Два спектакля из провинции продемонстрировали столице палитру отношений современного общества к традиционной интеллигенции. Вместе с горьковскими “Дачниками” эта тема встает со всей очевидностью на том простом основании, что пьеса писалась в пылу литературной борьбы, как ядовитая и злая пародия на чеховские пьесы и чеховскую интеллигенцию, воспетую Московским Художественным театром. Сегодня, в годы упадка традиционной культуры, во время глубочайших сомнений в значении интеллигенции для общества, а также на фоне массированной “чеховской” экспансии в российском театре, пьеса “Дачники” и вообще весь Горький с его неотъемлемо “пролетарской” сущностью не может не выглядеть революционной альтернативой.
Режиссеру Евгению Марчелли, к счастью, одной горьковской иронии мало.
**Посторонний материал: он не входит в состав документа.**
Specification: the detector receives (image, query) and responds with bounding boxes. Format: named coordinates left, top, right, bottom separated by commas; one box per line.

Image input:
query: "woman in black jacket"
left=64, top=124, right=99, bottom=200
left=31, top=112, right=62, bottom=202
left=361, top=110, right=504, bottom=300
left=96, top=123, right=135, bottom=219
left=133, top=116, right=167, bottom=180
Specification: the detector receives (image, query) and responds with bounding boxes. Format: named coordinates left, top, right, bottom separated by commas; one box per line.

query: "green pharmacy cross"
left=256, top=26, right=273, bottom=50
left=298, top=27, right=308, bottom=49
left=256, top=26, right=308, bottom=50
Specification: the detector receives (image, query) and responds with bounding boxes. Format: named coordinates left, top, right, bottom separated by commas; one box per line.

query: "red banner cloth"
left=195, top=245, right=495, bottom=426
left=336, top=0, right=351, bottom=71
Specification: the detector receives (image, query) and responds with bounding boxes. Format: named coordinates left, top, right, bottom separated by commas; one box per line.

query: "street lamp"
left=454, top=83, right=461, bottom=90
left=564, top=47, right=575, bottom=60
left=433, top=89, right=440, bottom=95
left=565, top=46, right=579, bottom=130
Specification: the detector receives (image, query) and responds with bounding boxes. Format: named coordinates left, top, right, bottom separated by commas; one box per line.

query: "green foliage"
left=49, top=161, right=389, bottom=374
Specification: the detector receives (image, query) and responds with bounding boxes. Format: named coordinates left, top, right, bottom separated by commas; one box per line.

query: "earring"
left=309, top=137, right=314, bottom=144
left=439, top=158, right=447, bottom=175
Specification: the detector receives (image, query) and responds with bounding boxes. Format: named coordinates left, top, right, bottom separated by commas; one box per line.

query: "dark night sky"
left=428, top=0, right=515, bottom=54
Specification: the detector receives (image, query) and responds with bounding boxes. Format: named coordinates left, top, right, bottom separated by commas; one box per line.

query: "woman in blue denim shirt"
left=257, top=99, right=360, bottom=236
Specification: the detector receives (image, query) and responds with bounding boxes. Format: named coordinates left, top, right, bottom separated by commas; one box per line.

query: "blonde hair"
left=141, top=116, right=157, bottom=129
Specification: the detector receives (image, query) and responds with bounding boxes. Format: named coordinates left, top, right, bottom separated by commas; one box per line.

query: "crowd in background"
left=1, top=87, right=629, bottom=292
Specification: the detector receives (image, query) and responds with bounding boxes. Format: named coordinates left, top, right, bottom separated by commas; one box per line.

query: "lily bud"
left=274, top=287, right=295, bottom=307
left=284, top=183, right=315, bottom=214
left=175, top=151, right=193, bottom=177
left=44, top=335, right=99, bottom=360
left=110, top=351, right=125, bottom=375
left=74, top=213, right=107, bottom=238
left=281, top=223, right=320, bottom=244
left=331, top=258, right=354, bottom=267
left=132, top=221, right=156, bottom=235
В омском спектакле он тенденциозно потрошит пьесу как ему вздумается, добиваясь эффекта сплошной тотальной пародийности — и на Горького в том числе (автор обозначен в программке как Алеша Пешков).
В прологе разыгрывается кусок якобы современной авангардной оперы, поставленной нарочито вычурно, манерно, пестро. Посреди обеденного стола является густо накрашенная голова женщины с всклокоченными волосами, и эта особа поет арию в жутковатой манере — полу-Саломея, полу-Иоанн Креститель. Герой Горького Замыслов (Владимир Майзингер) ставит спектакль в модных тенденциях в дачном театрике — между делом, веселия и шутки ради. На всем протяжении спектакля по сцене будут бесцельно блуждать маскированные и загримированные актеры этого театрика — персонажи в поисках автора. Дурная театральность поведения, бытовое каботинство, вирус коварного лицедейства в крови, дачная расслабленность, стимулирующая специфически “дачное”, вялое искусство, призванное щекотать и пьянить искушенные мозги на законном отдыхе.
Марчелли показывает дачников такими, какими увидел бы их наш современник. Релаксирующие горожане, вылезшие на все лето, на весь отпуск в дачный поселок — бегущие от городских проблем и попадающие в ту же компанию на крошечный кусок якобы своей земли, где нет никакого уединения и совершенно нет надежд на цивилизованный отдых. Дача — это тот же город, но где можно и даже нужно совершенно “распоясаться”, разболтаться, оскотиниться. На отдыхе люди — уже не люди. Полуобнаженные и совершенно голые, нетрезвые и очень пьяные, хамоватые и кретинические, флиртующие и запутывающиеся. Людишки, таракашки, дрянцо. Шатаются друг к другу в гости, пошлят, хамят, заводят легкие связи без прелюдий и флирта, нахрапом добиваются необязательной взаимности, легко рушат чужую жизнь и не дорожат своей. Писатель Шалимов с Сусловым дуют после баньки пиво. Болтливую, шумную и энергичную без конкретной цели Юлию Филипповну (блистательная работа Юлии Пелевиной) имеют почти в каждом углу сцены. Влас ходит в дамских туфельках, демонстрируя дачной публике природный гермафродитизм, — в его юношеской любви к престарелой Марье Львовне вообще легко углядеть нездоровую геронтофилию. В атмосфере спектакля есть нечто мамлеевское, смесь любительской философии вкупе с эзотерикой и самой неэстетичной эротики, триумфа неудовлетворенной плоти, свинства и бесчинства.
Впрочем, Марчелли — до нужного момента — изымает из текста всю философию, оставляя зрителям возможность лицезреть беспримесный сюжет, канву, чистый нарратив. Горьковский сюжет с помощью такой резекции превращается в знойный секс-сериал с бурно перемешанными любовными линиями и “легким привкусом измены”. Обнажение тела или полуобнажение Марчелли использует как принцип — на даче любовь доступнее и публичнее. Летние одежды, летние люди, все упрощается. “А за окошком месяц май, / А в белой кружке черный чай”, — доносится песня Гарика Сукачева как бы с соседней дачи, как из соседнего века, и дачники Горького начинают невольно пританцовывать музыке будущего хаоса.